Coefficient Interpretation
The coefficient values are interpreted as to how much of a unit change in Y will occur for a unit increase in a particular X predictor variable, given that the other variables are held constant. For example, with DummyGender represented by 0 for Female and 1 for Male, if we held Quiz Average and Midterm constant, then for Males we would expect a 1.26 percent decrease (since slope is negative!) on the Final
t−Test for Individual Coefficients
A t−test on an individual coefficient is a test of its significance in the presence of all other explanatory variables. For instance, the slope test for Quiz Average is equal to zero versus not equal to zero given that Midterm and DummyGender are already present in the model, we have0.000 as the p-value for this test. If we use α of 0.05 to perform this test, with the p-value less than alpha we would reject the null hypothesis and decide that the slope for Quiz Average differs from zero. Our conclusion is that Quiz Average is a significant linear predictor of Final when Midterm and DummyGender are present in the model; we should include Quiz Average in a model containing the other two predictors
Notice that the p-values for the other two predictor variables is greater than our 0.05 level of significance. This indicates that neither variable is a significant linear predictor of Final when the other two variables are in the model. This does NOT imply that both variables should be dropped; only that when Quiz Average and Midterm are in the model, DummyGender is not offer significant predictive value, or if Quiz Average and DummyGender are in the model, Midterm does not provide significant predictive value.

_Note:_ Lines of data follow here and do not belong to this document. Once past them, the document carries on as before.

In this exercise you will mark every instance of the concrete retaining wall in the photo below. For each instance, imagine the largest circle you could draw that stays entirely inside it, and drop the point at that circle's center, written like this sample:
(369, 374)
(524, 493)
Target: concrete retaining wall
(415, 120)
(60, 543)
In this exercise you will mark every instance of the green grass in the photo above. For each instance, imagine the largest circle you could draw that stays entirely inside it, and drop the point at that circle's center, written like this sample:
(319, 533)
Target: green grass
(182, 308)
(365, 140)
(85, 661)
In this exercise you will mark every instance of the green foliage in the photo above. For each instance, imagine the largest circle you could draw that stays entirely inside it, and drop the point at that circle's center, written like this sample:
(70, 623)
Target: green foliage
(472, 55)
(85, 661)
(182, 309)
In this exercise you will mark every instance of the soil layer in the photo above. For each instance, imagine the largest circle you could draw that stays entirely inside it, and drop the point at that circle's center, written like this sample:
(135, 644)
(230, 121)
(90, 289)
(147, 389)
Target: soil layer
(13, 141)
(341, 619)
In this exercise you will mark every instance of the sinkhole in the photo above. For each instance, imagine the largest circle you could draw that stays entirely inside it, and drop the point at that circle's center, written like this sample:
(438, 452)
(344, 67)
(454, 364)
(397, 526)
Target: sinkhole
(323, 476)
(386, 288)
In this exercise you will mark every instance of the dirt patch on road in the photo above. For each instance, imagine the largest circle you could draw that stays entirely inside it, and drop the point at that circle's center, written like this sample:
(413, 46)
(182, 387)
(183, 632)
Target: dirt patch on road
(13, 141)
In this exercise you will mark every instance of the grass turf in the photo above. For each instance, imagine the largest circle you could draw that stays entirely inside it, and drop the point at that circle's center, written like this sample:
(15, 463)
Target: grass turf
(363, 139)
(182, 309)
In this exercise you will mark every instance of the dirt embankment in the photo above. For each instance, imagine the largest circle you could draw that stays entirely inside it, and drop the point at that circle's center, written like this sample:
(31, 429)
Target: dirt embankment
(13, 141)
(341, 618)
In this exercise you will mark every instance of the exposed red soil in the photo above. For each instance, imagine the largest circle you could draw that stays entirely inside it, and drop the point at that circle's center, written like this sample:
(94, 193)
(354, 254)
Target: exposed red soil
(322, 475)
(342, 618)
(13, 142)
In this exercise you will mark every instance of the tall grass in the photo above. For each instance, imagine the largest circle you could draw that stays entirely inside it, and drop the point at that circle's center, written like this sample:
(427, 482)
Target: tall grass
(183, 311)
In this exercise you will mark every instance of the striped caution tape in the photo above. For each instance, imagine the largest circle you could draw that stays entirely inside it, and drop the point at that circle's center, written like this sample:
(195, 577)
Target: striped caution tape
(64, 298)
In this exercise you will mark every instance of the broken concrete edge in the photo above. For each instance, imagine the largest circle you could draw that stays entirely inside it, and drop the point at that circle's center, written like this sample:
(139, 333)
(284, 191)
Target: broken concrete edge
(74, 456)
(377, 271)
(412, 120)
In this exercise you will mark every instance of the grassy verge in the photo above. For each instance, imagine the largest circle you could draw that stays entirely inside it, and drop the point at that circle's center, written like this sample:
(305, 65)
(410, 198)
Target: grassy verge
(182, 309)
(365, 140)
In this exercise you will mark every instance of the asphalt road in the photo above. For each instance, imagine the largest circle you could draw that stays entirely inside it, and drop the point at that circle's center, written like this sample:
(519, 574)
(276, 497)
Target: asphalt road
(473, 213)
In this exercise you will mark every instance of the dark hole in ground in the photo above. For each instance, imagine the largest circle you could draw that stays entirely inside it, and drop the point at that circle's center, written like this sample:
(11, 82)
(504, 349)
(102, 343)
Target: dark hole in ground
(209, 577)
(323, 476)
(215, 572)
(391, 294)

F-Test of Overall Significance
From the ANOVA table output the p-value of 0.000 shows that we would reject the null hypothesis that all the slopes equal 0 and conclude that at least one of the slopes differs significantly from zero. HOWEVER, this does not tells us how many differ and/or which one(s) differ.
Coefficient of Determination R2
The R2 (i.e. R−sq in the output) of 37.3% is interpreted as "37.3 percent of the variation in Final scores are explained by Quiz Average, Midterm, and Gender." This is not a very high percentage as roughly 63% is left unexplained.
Since Sum of Squares Total (SST) = Sum of Squares Regression (SSR) + Sum of Squares Error (SSE), we calculate R2 as follows:
R2 = SSR / SST or by 1 − SSE / SST. Since R-squared is typically reported as a percentage, we then multiple this value by 100%.